Mondialisation – Etats-Unis + Europe: comment se tirer une balle dans le pied?

Je lisais récemment un article des plus intéressants sur businessinsider, expliquant comment le monde occidental a réussi à se tirer une balle dans le pied, et détruire de manière permanente les emplois industriels, créant un chomage de masse quasi inévitable.

Aux 19ème et 20ème siècle, le monde occidental s’est développé grâce à l’industrialisation. Cela a permis de créer des emplois pour lesquels les qualifications requises étaient accessibles à toute personne.
Quelqu’un pouvait faire toute sa carrière chez un constructeur automobile par exemple. Y entrer à 15 ans et en sortir à 60 ans, en ayant fait (quasiement) le même travail et en gagnant un salaire confortable.
Ce développement industriel a mis en place les fondations à une croissance générale du monde occidental.
Pourquoi cette industrialisation a eu lieu en occident et ne s’appuyait pas sur des pays à faibles coûts de main d’oeuvre, comme c’est le cas actuellement?
Tout simplement parceque, pour se développer, le commerce a besoin d’infrastructures de communications (routes, ponts, transports en commun, électricité…) et tout cela n’était pas disponibles dans les pays à bas coûts de main d’oeuvre.
L’amélioration des infrastructures créait un cercle vertueux, appelant d’autres industries à se développer au même endroit.
Si je produis les roues de ma voiture dans un endroit, autant profiter des infrastructures existantes pour y construire le moteur et la carosserie également.

Puis, petit à petit, la technologie s’améliorant, les autres pays (ceux à bas coûts de main d’oeuvre) ont développés des infrastructures de communications (routes, ponts, électricités, téléphone…). Comment?
Ceux sont les occidentaux eux-mêmes qui sont allés les construire.
Les industriels étaient de plus en plus remplacés à la tête des entreprises par des financiers, dont le seul objectif est d’améliorer le profit pour survivre face à la concurrence.
Ils se sont alors dit “les moyens de transports se sont drôlement améliorés. Nous pouvons maintenant utilisés des bateaux géants pour transporter toute sorte de marchandise d’un point A à un point B à un coût très faible. Actuellement nous ne pouvons pas produire dans les pays à bas coûts de main d’oeuvre parce qu’ils n’ont pas les infrastructures nécessaires mais nous aimerions y produire parce que nous pourrions produire là bas vraiment pas cher puis transporter le tout chez nous pour le vendre et prendre ainsi l’avantage sur la concurrence”.
Qu’ont-ils fait? Ils ont investi dans les pays d’apparence politiquement stable et ont ainsi financé le développement des infrastructures.
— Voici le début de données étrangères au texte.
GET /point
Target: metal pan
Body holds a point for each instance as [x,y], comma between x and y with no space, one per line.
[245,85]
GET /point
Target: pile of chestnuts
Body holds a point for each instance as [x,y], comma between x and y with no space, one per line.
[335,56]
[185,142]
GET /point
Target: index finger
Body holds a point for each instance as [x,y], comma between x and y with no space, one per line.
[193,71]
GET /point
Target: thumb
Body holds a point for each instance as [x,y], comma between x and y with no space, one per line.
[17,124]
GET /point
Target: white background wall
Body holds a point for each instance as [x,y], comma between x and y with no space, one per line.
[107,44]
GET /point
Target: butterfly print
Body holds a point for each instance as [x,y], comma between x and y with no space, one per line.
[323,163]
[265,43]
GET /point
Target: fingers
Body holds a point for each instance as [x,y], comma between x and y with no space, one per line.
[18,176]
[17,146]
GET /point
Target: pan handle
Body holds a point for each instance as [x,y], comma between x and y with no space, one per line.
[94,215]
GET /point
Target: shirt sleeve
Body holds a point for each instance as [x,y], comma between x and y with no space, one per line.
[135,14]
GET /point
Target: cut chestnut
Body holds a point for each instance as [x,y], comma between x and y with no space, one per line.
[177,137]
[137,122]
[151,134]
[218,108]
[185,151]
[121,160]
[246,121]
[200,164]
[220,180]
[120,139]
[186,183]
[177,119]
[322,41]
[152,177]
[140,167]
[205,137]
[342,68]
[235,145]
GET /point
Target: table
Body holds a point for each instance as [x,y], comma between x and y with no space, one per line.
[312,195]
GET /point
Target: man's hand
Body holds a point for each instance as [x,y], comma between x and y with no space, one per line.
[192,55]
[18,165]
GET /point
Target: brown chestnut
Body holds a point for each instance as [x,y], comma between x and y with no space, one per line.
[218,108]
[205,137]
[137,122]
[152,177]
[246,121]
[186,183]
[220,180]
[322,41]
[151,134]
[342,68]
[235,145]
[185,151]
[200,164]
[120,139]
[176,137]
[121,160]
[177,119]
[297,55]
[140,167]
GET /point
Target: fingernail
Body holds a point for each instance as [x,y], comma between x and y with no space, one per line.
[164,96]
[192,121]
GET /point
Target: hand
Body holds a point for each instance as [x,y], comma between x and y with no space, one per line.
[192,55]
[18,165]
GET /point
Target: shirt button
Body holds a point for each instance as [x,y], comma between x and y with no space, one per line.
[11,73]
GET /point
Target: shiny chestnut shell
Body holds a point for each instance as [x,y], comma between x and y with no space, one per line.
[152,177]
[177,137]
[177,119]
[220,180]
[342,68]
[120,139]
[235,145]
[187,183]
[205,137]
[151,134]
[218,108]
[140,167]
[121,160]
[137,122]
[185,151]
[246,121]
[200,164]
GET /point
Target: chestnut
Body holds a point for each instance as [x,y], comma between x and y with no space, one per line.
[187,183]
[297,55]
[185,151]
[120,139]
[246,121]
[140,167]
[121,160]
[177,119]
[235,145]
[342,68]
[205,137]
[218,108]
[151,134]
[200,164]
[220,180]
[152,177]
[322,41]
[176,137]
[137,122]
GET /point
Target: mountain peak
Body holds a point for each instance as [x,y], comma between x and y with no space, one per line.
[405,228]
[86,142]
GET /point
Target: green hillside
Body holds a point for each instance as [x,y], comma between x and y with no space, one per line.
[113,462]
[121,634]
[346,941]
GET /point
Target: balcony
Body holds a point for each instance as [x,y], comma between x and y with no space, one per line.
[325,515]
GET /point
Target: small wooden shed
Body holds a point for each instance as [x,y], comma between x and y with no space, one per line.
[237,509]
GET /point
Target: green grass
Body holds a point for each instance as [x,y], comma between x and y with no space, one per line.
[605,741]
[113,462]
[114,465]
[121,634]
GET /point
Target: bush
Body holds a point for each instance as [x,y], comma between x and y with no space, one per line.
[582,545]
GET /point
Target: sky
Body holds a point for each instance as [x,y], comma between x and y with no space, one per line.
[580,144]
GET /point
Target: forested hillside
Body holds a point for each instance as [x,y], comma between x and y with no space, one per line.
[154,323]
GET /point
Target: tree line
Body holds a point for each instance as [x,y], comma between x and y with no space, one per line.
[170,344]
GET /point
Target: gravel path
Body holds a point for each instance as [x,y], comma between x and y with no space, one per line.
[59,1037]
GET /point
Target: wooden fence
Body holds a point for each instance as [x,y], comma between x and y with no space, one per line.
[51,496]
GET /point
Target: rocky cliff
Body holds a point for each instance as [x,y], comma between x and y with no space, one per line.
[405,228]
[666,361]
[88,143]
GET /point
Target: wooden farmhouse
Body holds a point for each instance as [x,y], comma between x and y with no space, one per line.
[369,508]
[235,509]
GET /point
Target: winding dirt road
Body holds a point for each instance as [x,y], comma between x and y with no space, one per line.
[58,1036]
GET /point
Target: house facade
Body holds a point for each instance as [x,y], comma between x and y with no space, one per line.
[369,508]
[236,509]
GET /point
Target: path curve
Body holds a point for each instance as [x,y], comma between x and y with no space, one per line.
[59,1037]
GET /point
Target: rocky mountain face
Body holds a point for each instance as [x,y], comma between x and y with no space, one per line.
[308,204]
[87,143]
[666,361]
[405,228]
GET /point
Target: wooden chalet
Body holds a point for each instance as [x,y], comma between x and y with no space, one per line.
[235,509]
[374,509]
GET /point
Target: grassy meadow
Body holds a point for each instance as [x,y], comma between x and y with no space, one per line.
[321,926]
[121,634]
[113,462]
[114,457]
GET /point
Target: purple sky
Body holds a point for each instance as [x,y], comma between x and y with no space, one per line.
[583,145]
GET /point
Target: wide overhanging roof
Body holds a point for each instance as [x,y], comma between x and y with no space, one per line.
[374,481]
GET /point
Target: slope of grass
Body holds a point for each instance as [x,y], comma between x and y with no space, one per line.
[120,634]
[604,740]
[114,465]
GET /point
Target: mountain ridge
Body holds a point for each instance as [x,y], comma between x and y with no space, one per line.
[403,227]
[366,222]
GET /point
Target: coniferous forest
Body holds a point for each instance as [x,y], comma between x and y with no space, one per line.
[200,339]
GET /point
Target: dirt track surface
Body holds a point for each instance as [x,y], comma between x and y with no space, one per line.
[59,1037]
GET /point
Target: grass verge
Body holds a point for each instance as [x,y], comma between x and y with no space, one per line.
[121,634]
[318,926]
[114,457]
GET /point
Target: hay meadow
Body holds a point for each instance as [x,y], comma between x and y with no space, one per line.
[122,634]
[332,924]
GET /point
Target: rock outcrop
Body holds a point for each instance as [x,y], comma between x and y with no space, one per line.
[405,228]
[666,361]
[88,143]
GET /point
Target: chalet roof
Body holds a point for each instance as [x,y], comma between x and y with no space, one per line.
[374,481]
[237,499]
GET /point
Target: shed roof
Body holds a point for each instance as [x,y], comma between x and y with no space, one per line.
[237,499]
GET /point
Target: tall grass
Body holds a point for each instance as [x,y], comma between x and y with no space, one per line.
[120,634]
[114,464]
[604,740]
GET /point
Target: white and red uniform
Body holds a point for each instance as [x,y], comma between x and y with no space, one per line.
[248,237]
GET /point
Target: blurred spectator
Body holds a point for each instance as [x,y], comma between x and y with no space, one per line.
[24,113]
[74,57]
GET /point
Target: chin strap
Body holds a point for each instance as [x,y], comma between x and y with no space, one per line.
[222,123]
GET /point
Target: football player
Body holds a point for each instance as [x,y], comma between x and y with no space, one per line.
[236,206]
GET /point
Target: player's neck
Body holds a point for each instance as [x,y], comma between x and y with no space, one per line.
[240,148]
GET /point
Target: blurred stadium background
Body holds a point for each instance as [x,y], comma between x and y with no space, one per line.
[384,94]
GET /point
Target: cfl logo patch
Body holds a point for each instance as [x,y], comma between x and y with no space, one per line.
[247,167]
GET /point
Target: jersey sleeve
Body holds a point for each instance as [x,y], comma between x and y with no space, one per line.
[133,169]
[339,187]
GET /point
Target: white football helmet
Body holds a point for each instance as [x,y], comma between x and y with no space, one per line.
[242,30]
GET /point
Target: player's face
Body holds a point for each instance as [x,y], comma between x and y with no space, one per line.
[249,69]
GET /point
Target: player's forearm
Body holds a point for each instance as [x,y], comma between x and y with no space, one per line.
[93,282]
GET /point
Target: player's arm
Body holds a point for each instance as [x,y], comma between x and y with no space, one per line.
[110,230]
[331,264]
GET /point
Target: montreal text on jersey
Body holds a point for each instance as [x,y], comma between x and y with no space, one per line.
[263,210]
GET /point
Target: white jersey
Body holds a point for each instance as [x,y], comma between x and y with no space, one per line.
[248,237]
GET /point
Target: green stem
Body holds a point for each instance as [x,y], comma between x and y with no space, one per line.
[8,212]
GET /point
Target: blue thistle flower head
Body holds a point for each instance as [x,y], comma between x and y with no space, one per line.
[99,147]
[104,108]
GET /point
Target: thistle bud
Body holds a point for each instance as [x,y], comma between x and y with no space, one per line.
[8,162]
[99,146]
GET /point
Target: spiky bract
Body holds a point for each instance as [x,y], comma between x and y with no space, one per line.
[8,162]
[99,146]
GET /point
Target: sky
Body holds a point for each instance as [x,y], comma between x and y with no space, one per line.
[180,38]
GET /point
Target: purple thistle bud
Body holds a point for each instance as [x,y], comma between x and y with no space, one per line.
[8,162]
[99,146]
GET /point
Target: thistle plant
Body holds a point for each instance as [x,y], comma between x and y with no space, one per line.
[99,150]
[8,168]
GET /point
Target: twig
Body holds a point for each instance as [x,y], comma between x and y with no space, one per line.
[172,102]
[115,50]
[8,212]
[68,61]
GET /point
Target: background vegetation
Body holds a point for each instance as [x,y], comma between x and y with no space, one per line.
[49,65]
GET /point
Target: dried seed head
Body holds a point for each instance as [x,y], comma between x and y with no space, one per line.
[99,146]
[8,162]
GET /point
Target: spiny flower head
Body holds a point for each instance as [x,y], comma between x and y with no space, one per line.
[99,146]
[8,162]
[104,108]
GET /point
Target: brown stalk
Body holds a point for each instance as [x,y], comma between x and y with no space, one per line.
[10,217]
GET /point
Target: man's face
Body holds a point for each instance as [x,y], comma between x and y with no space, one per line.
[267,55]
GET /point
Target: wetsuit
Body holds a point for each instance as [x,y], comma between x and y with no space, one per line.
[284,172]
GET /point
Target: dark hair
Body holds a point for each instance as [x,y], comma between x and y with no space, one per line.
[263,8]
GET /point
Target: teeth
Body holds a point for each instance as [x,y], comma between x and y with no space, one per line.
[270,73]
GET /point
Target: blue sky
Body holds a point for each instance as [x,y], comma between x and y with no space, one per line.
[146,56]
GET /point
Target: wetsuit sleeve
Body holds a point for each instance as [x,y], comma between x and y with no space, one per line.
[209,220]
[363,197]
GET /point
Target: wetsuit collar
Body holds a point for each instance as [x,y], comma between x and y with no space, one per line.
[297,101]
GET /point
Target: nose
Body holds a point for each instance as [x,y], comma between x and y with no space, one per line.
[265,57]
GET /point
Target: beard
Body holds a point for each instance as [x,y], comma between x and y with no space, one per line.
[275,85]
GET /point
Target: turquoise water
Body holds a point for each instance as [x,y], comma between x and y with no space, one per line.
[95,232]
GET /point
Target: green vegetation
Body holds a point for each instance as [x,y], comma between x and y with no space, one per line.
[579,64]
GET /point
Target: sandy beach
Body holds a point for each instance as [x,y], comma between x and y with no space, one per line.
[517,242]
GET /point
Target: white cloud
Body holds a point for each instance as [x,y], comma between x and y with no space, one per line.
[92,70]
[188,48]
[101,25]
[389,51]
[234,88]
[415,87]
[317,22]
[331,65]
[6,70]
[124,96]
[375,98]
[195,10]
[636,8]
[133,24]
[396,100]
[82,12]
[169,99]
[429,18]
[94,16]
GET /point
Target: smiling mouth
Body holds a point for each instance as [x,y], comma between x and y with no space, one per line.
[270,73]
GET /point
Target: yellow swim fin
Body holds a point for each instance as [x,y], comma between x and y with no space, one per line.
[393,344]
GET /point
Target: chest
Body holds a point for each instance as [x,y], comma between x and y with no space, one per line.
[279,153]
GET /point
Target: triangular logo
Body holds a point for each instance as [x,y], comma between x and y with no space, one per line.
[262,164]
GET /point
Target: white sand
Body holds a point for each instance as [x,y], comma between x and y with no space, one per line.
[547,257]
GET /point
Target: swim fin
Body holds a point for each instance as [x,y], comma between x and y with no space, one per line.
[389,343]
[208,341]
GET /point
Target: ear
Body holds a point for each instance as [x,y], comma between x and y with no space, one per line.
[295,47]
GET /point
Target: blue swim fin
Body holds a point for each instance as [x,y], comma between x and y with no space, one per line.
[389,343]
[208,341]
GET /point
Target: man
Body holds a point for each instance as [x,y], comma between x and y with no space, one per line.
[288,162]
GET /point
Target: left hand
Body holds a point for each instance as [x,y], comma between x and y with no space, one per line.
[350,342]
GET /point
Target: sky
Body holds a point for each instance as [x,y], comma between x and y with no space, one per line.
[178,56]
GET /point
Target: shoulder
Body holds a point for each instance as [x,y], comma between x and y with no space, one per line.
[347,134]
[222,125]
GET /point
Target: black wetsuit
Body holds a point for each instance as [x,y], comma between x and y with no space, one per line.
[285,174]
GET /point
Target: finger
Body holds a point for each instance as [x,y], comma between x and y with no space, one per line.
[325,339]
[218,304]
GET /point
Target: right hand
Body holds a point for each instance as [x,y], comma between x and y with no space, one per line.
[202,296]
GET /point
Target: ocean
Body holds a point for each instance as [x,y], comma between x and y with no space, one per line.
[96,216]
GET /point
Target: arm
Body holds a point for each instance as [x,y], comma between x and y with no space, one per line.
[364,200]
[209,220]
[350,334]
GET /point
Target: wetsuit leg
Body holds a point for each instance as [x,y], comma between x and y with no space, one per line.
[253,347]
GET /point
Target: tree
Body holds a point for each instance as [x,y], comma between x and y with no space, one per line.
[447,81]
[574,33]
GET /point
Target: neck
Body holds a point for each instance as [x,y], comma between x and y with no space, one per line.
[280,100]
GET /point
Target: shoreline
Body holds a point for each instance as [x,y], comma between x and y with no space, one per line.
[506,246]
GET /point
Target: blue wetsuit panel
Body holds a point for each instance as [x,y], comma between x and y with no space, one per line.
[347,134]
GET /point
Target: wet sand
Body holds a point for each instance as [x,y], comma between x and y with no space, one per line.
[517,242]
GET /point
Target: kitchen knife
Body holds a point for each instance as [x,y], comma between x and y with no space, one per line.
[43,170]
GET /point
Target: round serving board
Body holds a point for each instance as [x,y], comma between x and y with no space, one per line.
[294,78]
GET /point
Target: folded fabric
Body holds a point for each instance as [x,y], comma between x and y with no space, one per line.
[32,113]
Une fois les infrastructures en place, la production a été peu à peu transférée dans ces pays (dans une certaine mesure).
On a ainsi commencé à faire construire les roues dans ces pays, puis les transporter ici et les assembler.
Mais ce qui s’est passé pour les pays occidentaux se passe à l’identique dans les autres pays.
L’industrialisation attire l’industrialisation. “Si vous crééez les roues ici, pourquoi ne pas y créer les moteurs? et les carrosseries? Nous avons les infrastructures nécessaires” ont dit les pays en croissance. Et c’est tout à fait logique.
Créer des composants dans un endroit pour les assembler avec d’autres composants à un autre endroit augmente énormément le risque de faire face à des problèmes de logistique (un bateau à du retard par exemple) et complexifie beaucoup le processus de production.
Il est beaucoup plus facile et logique de tout construire au même endroit. Et que choisiriez vous comme endroit? Celui où vous construisez depuis toujours et dont vous avez décidé de vous défaire pour certaines pièces car trop chères à produire, ou le pays où vous produisez des pièces de manière très compétitives depuis maintenant quelques années et avec lequel vous arrivez à vous coordonner?

Il n’y a pas vraiment d’hésitation possible.

Le monde occidental a réuissi à transférer le cercle virteux de l’industrialisation depuis chez lui vers l’autre bout du monde, et avec lui tous les emplois de masse qu’il produisait.

Et la marche arrière n’est pas pour demain…

Il ne reste plus qu’aux travailleurs à devenir flexible tant en compétences qu’en mobilité géographique et fonctionnelle.
Et cette adaptation sera loin d’être facile.
Changer 100 ans de mentalité ne se fait pas d’un coup de baguette magique.